Merge the separate build-android job into build-linux by adding aarch64_linux_android to the target matrix. This simplifies the workflow and reduces duplication. Also refactor build-macos to use a matrix pattern for consistency and future extensibility. Remove max-parallel limit from build-linux to allow faster CI runs.
Add max-parallel: 1 to build-linux matrix to prevent concurrent jobs from overwhelming the Magic Nix Cache. Refactor mkInstallPhase to properly detect missing library files and fail with a clear error message instead of silently succeeding.
The existing CI relies on system-installed toolchains and Docker images that can stop working unexpectedly, leading to build failures or subtle differences between developer machines and CI. This makes debugging difficult and wastes time chasing environment issues.
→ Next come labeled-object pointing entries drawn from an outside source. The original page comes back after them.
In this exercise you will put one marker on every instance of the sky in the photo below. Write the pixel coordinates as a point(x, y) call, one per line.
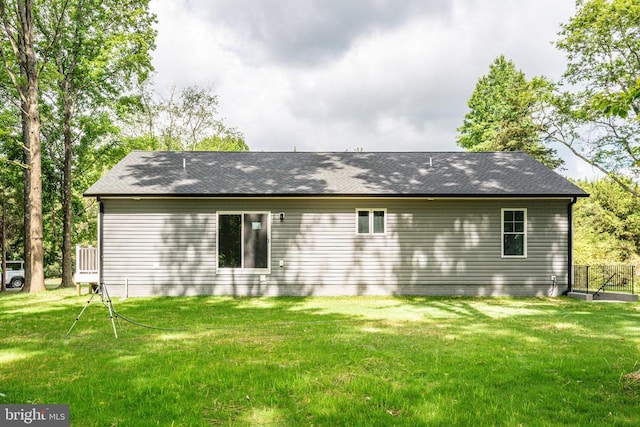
point(337, 75)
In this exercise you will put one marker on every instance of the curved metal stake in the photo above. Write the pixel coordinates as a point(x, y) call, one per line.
point(82, 311)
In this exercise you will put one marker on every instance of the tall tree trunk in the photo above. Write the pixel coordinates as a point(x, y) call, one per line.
point(67, 272)
point(20, 35)
point(26, 177)
point(3, 242)
point(36, 249)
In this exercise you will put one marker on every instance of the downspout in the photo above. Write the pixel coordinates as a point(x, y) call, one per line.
point(570, 243)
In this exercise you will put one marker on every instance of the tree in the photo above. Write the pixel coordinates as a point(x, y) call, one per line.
point(17, 49)
point(607, 224)
point(505, 114)
point(100, 51)
point(596, 107)
point(185, 120)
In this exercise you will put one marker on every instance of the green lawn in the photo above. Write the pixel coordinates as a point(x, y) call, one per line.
point(324, 361)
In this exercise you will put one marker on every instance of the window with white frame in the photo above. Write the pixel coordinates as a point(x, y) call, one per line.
point(243, 241)
point(371, 221)
point(514, 233)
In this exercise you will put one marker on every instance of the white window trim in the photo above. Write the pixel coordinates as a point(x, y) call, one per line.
point(502, 232)
point(371, 211)
point(242, 270)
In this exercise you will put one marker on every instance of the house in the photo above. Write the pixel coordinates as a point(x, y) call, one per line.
point(351, 223)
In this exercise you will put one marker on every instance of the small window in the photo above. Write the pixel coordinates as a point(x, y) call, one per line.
point(371, 221)
point(243, 241)
point(514, 233)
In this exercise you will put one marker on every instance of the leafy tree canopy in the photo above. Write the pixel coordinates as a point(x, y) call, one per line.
point(596, 107)
point(505, 112)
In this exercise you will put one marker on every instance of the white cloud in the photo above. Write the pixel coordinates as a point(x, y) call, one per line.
point(334, 75)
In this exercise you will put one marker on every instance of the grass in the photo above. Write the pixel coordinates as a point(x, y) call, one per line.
point(324, 361)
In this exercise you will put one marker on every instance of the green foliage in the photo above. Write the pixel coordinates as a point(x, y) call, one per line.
point(187, 119)
point(504, 114)
point(607, 224)
point(325, 361)
point(596, 115)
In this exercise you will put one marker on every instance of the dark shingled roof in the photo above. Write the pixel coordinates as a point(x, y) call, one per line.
point(260, 174)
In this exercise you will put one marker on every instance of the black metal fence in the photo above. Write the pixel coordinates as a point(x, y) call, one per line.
point(604, 278)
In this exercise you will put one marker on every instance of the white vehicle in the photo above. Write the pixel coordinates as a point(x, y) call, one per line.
point(14, 276)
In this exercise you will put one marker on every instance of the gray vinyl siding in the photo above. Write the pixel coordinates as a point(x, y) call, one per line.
point(431, 247)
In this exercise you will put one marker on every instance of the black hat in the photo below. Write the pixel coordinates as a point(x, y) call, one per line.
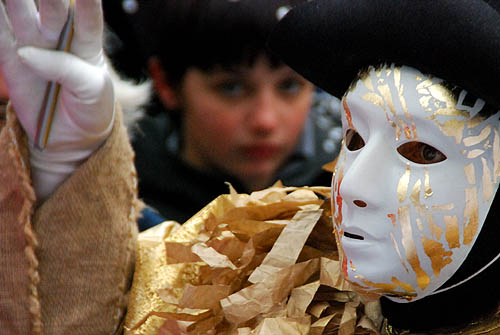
point(329, 41)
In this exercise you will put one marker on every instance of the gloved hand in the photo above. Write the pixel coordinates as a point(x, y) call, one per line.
point(85, 110)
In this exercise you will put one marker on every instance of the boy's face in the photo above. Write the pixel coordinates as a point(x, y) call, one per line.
point(414, 181)
point(245, 122)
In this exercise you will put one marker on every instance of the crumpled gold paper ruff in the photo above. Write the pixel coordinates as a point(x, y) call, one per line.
point(264, 263)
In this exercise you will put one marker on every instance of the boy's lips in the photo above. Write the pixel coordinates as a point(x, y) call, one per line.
point(260, 152)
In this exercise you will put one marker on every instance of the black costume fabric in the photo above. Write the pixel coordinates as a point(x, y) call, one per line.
point(177, 190)
point(458, 40)
point(330, 41)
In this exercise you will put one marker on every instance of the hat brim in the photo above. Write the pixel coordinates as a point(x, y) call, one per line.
point(329, 41)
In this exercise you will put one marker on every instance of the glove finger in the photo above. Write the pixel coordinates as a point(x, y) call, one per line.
point(77, 76)
point(7, 42)
point(87, 39)
point(53, 15)
point(24, 18)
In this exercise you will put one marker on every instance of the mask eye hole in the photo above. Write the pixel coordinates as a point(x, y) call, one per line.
point(353, 140)
point(421, 153)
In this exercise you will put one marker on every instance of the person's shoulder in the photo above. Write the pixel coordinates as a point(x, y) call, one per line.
point(326, 119)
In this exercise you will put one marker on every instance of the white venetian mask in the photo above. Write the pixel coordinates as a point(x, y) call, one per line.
point(414, 181)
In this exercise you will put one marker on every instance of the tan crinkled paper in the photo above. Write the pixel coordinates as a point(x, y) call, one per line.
point(264, 263)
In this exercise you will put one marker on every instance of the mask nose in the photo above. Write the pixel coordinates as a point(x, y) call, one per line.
point(360, 203)
point(366, 176)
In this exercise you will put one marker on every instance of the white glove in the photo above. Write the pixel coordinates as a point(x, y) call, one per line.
point(85, 110)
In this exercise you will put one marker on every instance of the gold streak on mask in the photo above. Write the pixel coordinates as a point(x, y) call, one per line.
point(475, 121)
point(487, 182)
point(451, 111)
point(438, 255)
point(367, 80)
point(473, 140)
point(398, 251)
point(411, 251)
point(425, 84)
point(470, 215)
point(454, 128)
point(475, 153)
point(427, 184)
point(441, 93)
point(424, 101)
point(397, 77)
point(436, 231)
point(405, 286)
point(403, 184)
point(420, 225)
point(402, 100)
point(382, 288)
point(470, 173)
point(415, 198)
point(386, 94)
point(447, 207)
point(496, 155)
point(452, 231)
point(374, 99)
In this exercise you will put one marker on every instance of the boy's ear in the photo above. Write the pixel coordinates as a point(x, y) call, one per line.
point(164, 89)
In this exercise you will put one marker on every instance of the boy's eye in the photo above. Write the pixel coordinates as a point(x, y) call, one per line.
point(421, 153)
point(290, 86)
point(353, 140)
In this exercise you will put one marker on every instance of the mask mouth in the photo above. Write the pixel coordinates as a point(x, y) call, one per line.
point(353, 236)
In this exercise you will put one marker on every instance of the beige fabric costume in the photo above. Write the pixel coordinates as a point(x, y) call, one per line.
point(66, 267)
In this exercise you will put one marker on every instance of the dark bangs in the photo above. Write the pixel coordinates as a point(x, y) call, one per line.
point(215, 33)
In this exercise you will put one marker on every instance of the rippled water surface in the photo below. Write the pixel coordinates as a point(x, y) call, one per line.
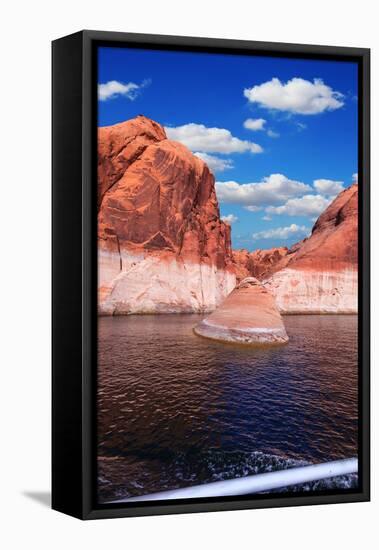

Nix provides fully reproducible builds by pinning exact versions of the Rust toolchain, system libraries, and all dependencies. Every developer and CI runner builds with identical environments, ensuring that if it builds locally, it builds everywhere.
Crane handles Rust-specific concerns like dependency caching and cross-compilation. Combined with the Determinate Systems GitHub Actions, builds are cached efficiently across CI runs.
A justfile provides simple commands for developers unfamiliar with Nix syntax, making the transition seamless.